The potential contagion impact of Greece on global economies is still too early to predict, but already there’s been currency pressures on sales of fashion goods.
Currency fluctuations — think of a rising U.S. dollar — have been a sore point for American apparel firms that do business overseas, and that was evident in the first-quarter results that have already been posted. It’s also one component of a firm’s business that could get worse before it gets better as the situation overseas deteriorates, at least over the short-term.
Essentially, a strong dollar versus a weak euro has made it difficult for American firms to sell their goods into a euro zone country. That’s because it costs consumers more to purchase an American brand, and with the euro weaker, shoppers are more likely to choose a competing European brand because it costs less to buy.
Gary Wassner, co-chief executive officer of factoring firm Hilldun Corp. said, “Our prices are so much higher than a year ago, or even two years ago. It’s not because of a change in fabrication or improved production quality. I see in the short-term the euro becoming more pressured and the U.S. dollar going higher. That will make it that much harder for American brands to sell into European Union member countries.”
Wassner said American prices are about 30 percent than they were a year ago. The flip side is that it costs less for European brands to sell into the U.S., and that could spur sales of European brands here both from American buyers and tourists from Asia and South America, he said. But that too would add further pressure on American firms — particularly American contemporary brands — trying to grab market share as they compete on price with the European luxury brands.
For Wassner, that means American firms will need to figure out how to add real value to its products both to differentiate the goods and to justify the higher prices.

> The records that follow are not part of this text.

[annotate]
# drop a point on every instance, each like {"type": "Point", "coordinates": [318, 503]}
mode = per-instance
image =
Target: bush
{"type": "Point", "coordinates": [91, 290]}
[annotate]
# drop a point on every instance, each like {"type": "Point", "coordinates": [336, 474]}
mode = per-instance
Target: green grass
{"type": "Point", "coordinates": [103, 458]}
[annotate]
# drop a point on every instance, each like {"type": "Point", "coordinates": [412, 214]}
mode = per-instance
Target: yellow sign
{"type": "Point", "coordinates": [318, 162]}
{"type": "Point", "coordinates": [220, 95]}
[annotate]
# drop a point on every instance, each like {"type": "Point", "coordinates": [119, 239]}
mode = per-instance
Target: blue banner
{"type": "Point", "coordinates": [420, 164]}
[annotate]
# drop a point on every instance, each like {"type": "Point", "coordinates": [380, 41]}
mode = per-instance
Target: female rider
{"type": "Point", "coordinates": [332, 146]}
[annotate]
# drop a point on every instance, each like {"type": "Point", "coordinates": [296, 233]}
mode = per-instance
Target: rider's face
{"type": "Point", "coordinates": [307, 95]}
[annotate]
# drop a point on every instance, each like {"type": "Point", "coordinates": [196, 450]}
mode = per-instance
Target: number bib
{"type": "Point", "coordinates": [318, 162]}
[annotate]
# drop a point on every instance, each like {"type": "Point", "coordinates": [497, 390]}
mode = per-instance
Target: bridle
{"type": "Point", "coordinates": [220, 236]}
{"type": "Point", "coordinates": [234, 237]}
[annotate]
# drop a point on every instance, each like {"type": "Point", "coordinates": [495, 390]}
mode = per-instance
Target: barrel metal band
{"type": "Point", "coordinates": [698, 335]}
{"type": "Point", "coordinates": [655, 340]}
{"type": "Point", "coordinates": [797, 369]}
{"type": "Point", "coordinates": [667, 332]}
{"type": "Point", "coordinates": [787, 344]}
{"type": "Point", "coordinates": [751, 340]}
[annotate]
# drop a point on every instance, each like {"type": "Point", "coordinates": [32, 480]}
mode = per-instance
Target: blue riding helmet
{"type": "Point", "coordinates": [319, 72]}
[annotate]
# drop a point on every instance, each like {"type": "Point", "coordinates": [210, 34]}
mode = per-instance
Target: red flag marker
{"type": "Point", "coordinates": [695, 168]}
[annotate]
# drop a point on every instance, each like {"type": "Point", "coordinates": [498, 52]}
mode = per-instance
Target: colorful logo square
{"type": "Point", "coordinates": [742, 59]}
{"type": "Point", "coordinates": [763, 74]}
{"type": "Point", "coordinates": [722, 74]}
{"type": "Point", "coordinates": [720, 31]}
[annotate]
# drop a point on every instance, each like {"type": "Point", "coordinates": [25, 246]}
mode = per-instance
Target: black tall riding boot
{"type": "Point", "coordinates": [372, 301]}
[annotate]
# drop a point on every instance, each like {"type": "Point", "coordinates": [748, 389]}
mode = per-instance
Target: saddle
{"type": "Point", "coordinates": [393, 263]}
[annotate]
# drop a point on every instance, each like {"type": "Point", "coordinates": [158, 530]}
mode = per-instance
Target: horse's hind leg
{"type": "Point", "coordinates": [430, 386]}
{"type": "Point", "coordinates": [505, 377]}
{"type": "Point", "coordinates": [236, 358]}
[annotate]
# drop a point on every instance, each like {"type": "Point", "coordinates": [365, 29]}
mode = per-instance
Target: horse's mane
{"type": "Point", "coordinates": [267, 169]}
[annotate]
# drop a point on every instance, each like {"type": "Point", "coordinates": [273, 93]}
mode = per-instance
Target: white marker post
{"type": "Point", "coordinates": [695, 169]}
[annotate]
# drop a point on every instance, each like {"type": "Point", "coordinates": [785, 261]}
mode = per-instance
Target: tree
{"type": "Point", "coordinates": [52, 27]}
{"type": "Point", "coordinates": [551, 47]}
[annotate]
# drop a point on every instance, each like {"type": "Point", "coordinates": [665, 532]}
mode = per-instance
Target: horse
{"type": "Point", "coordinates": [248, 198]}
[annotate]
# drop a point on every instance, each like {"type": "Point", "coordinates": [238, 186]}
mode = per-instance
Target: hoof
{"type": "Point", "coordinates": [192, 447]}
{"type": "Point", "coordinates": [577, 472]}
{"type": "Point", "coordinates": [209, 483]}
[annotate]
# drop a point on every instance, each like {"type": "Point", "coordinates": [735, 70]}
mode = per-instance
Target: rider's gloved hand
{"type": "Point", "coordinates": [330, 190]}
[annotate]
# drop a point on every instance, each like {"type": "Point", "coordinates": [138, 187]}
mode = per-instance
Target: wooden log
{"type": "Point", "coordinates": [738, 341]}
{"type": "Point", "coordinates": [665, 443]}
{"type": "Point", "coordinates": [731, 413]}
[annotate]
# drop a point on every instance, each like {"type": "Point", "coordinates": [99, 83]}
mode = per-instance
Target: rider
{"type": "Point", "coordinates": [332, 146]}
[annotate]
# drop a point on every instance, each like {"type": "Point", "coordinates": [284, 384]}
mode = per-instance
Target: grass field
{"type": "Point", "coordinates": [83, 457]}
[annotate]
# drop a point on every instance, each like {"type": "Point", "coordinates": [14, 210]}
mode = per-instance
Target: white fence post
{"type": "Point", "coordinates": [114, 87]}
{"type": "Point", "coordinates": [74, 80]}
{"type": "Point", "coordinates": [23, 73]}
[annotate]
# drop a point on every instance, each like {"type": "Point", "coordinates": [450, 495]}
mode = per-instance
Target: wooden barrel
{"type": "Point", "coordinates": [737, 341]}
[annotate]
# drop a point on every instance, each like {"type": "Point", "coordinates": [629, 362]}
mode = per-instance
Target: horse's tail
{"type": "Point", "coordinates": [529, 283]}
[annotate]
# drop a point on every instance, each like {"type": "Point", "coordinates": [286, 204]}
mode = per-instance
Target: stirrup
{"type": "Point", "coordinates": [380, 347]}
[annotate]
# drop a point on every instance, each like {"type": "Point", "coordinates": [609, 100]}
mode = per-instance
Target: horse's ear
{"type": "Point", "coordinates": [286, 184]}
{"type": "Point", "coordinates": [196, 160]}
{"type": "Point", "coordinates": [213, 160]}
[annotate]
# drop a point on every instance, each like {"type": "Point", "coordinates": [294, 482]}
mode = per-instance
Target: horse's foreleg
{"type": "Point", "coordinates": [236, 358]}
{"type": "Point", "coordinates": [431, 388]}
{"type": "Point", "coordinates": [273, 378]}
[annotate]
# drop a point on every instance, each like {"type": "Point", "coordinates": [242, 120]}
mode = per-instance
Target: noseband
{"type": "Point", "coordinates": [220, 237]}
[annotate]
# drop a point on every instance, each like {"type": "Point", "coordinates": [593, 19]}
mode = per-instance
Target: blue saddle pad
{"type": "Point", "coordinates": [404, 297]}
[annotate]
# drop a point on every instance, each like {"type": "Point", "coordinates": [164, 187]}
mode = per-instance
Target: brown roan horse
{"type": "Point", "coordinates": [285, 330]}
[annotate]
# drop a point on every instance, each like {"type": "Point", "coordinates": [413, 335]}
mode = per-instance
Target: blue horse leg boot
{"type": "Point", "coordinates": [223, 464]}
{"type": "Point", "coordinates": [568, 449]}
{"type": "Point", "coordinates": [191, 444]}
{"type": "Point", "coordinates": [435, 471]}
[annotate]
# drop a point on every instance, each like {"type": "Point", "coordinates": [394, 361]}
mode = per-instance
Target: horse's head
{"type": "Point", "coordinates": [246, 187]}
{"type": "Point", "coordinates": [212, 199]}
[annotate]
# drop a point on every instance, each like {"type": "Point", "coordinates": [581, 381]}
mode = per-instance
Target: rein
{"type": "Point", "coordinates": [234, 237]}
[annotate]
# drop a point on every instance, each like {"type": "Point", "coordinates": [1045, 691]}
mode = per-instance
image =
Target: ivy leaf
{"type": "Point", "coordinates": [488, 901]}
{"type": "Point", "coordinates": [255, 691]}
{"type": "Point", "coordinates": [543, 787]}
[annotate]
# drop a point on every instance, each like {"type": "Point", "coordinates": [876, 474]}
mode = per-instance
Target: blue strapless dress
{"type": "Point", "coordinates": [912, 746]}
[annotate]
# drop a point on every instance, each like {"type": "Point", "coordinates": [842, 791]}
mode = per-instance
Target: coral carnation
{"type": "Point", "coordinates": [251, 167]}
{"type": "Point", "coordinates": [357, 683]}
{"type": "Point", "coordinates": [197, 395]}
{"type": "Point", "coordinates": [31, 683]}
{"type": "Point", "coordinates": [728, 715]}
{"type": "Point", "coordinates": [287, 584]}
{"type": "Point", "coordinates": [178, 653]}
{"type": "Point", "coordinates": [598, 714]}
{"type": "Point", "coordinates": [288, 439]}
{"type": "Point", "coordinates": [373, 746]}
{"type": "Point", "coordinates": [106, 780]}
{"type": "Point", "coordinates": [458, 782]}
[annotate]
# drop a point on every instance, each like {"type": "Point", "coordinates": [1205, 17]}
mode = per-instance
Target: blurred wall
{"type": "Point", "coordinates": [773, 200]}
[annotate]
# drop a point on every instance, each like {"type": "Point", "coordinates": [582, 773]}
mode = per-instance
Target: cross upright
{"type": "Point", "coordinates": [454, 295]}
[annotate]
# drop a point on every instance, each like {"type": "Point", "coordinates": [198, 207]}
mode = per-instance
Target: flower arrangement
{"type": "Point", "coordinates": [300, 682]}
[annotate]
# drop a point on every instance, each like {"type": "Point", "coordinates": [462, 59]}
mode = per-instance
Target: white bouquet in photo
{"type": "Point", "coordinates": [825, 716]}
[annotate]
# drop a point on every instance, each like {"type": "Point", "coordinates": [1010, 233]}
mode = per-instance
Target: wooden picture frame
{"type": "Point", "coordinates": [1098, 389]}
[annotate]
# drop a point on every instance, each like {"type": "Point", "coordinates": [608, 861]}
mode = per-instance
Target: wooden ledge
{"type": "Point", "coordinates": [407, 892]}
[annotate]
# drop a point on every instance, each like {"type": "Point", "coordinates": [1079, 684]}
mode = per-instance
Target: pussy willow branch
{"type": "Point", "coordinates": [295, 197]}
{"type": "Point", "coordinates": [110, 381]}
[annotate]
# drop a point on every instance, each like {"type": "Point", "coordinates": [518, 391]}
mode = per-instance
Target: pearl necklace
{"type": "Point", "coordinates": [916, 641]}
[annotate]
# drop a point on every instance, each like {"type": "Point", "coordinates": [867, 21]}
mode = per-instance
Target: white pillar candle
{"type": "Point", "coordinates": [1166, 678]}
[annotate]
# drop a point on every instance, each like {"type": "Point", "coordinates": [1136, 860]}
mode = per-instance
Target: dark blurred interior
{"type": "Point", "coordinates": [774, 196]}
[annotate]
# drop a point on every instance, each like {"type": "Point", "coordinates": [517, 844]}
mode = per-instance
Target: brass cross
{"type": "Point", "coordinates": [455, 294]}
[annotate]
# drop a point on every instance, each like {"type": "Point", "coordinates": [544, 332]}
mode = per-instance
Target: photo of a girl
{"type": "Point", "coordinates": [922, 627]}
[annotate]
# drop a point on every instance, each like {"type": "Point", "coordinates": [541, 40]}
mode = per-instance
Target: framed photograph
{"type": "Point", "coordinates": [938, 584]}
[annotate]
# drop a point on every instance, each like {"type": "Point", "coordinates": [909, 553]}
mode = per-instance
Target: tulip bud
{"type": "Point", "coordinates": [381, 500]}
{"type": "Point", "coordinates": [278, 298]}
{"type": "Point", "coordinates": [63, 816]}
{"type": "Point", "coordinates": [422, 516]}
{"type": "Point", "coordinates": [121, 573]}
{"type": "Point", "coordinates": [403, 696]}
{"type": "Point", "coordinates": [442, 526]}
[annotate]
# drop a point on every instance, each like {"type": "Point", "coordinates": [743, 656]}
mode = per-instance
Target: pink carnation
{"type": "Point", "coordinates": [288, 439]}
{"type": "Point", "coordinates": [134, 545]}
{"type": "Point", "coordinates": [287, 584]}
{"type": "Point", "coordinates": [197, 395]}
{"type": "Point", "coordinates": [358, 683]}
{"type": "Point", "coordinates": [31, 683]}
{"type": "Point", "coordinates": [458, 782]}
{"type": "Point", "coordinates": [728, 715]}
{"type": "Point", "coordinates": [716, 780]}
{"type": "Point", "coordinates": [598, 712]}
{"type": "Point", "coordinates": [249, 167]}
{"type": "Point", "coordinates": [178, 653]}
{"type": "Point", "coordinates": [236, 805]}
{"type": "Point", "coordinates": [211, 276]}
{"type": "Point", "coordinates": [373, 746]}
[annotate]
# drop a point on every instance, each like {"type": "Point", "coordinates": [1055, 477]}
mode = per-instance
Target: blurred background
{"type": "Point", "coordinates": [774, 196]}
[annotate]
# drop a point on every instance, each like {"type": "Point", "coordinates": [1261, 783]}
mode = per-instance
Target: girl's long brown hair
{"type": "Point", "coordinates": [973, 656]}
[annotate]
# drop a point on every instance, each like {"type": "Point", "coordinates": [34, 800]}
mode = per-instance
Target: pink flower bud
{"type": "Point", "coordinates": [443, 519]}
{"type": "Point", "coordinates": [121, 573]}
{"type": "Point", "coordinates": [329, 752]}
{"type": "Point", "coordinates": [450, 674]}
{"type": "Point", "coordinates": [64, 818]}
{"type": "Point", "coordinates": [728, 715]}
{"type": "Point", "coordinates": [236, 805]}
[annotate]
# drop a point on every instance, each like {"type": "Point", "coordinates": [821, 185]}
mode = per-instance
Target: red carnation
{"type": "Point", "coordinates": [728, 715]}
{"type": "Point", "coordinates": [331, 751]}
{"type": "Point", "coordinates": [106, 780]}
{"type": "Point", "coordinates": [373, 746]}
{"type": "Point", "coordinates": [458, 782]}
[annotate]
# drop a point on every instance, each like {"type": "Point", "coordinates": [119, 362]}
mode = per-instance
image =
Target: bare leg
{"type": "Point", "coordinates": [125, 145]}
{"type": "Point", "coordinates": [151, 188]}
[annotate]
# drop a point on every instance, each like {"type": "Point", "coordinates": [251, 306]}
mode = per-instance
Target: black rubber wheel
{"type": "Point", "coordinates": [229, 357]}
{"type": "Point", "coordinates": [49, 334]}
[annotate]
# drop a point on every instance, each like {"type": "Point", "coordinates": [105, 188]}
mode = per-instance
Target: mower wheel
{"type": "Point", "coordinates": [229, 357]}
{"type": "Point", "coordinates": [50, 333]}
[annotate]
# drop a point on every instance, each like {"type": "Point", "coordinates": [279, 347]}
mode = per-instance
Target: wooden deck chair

Aside from Greece, there are also problems in Puerto Rico, which said it can’t pay its debt to the U.S., and in China where there are concerns about its real estate market. Ben Garber, an economist at Moody’s Analytics, said it’s likely too soon to tell how these issues will all shake out, but noted that a “bigger disruption in the euro zone gives rise to the broader concern,” which then “feeds into the global financial turmoil, making it difficult for companies to borrow.”
So far he doesn’t see any major impact yet on the U.S. markets. While Puerto Rican debt is held across a wide range of U.S. investment funds, there will likely be some assistance from Congress to restructure the debt. And as for China, there hasn’t been any “massive blowback” even though there’s been a slowdown in growth.
“We need to see a greater conflagration of the [Greek] situation before it impedes the U.S. economy,” Garber said. Volatile stock markets would be one example, while a shut down in the credit markets could be another.
For now, Garber still expects that a rate hike from the Fed is still likely. “Potential disruptions to the financial markets could give the Fed pause to raise rates. There’s still some time till September to see how things play out in the U.S. economy. The rate hike is by no means off the table,” he said.